Auguste Grandpierre, son père, descend d’une importante famille de la Meuse. A Paris, il dirige une florissante affaire de fabrication de bronzes d’art, de luminaires et d’installation électrique, et son aisance sociale lui permet de procurer à ses filles le meilleur enseignement. Entre autres disciplines elles sont éduquées à la musique, comme il est de mise dans les grandes familles bourgeoises. Gisèle, la cadette, choisit son instrument – la harpe – et ses sœurs, Paule et Yvonne, optent respectivement pour le violoncelle et le violon. Le père, désireux de créer un environnement stimulant pour sa prometteuse progéniture, finance un orchestre constitué de cinquante élèves du Conservatoire, avec l’assentiment de Louis Hasselmans, professeur de Gisèle : l’orchestre Grandpierre.

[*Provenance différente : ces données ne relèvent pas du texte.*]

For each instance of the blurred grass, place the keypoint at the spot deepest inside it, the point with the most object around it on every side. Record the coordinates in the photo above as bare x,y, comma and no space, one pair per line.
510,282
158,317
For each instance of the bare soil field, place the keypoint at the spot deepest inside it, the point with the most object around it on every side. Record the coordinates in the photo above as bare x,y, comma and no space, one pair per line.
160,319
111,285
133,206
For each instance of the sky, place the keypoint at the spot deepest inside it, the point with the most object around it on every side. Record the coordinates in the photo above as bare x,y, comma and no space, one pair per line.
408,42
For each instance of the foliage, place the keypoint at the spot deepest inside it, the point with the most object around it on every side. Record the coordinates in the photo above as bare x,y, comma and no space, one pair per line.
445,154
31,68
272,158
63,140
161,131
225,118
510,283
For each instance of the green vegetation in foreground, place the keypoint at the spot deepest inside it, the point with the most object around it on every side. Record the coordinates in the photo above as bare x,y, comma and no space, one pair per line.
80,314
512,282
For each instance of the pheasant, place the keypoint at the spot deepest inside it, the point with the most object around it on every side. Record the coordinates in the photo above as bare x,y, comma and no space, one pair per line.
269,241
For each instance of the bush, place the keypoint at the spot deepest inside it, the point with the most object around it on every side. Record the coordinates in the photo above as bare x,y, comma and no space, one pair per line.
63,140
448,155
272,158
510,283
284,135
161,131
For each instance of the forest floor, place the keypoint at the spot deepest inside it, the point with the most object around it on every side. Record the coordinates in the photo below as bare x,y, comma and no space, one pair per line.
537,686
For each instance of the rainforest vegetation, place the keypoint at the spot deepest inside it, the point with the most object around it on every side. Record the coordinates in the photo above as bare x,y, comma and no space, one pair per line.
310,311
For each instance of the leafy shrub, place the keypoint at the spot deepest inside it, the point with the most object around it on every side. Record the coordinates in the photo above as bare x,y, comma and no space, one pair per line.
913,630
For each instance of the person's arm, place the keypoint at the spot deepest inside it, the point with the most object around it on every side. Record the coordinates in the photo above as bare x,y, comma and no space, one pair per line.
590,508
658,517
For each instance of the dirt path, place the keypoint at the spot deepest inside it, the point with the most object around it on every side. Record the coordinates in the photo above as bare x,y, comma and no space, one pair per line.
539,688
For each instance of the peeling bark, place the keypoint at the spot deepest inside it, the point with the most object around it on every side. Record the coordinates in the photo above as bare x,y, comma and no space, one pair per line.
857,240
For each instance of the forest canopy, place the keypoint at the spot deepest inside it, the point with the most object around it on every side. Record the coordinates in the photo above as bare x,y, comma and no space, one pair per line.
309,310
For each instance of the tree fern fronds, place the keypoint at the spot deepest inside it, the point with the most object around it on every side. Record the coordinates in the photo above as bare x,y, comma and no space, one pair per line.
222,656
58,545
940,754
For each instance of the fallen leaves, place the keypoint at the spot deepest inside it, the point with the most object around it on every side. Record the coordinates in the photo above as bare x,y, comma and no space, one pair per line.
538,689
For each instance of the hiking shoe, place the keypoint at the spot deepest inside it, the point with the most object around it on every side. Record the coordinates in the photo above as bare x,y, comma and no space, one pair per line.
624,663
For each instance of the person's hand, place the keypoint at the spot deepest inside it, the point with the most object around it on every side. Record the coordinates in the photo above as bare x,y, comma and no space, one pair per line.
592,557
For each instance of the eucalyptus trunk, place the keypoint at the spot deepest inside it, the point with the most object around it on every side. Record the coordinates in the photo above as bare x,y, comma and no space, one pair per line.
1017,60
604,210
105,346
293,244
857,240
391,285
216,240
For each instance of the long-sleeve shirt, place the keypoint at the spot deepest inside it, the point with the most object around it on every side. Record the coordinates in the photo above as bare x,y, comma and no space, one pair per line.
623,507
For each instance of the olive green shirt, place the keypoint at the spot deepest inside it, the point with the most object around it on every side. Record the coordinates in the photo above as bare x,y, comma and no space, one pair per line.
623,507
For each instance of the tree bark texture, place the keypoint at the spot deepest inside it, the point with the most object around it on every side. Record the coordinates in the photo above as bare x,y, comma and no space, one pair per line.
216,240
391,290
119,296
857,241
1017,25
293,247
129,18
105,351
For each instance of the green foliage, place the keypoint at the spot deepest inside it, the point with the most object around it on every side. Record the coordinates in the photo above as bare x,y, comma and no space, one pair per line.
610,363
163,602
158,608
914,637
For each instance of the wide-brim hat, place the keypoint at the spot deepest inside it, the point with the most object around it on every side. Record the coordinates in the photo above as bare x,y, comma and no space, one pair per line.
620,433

Au Conservatoire Gisèle est élève de Gabriel Fauré, qui en est alors le directeur, de Marcel Tournier et de Gabriel Pierné. Elle obtient le premier prix de harpe, en 1910, à 14 ans. Vers 1910 Gisèle, talentueuse harpiste 1er prix du conservatoire national, rencontre la célèbre danseuse Cléo de Mérode (1875-1966), considérée comme une des plus belles femmes du monde et pionnière de la danse moderne. Auguste Grandpierre lui présente sa fille Paule, alors à ses débuts de chanteuse, et Cléo accepte d’aider la jeune femme en lui donnant des cours de danse et de maintien. En retour Gisèle lui enseigne les rudiments de la harpe. Elles se produisent plusieurs fois ensemble dans des galas de bienfaisance. Leur relation amicale dure toute leur vie.

Paul Tissier fréquente le Salon des Grandpierre dès 1911; musicien, il joue dans l’orchestre Grandpierre. Le jeune architecte de dix ans son aîné fascine Gisèle, par ses voyages, sa culture et son allure. Une idylle se fait jour. A 17 ans, Gisèle participe, le 3 mars 1913, à la salle Gaveau, au troisième concert du Violon d’Ingres sous l’impulsion de Paul et y fait forte impression. Ils se marient en 1915. Après la guerre ils perpétuent, à leur domicile de la rue de Téhéran, la tradition des concerts privés et constituent avec passion une collection d’instruments anciens. Gisèle intervient régulièrement lors des Fêtes d'art, et participe activement au choix des artistes.

Si elle ne poursuit pas sa carrière d'instrumentiste, elle n'abandonne pas la musique donnant de temps en temps des concerts exceptionnels de bienfaisance ou signant des compositions sous le nom de Gisèle Harpa. Après guerre elle écrit avec sa soeur Paule des chansons destinées aux casinos de la Côte d'Azur : 400 œuvres sont aujourd'hui déposées à la Sacem. Jusqu'à la fin de sa vie Gisèle joue quotidiennement sur sa harpe Erard.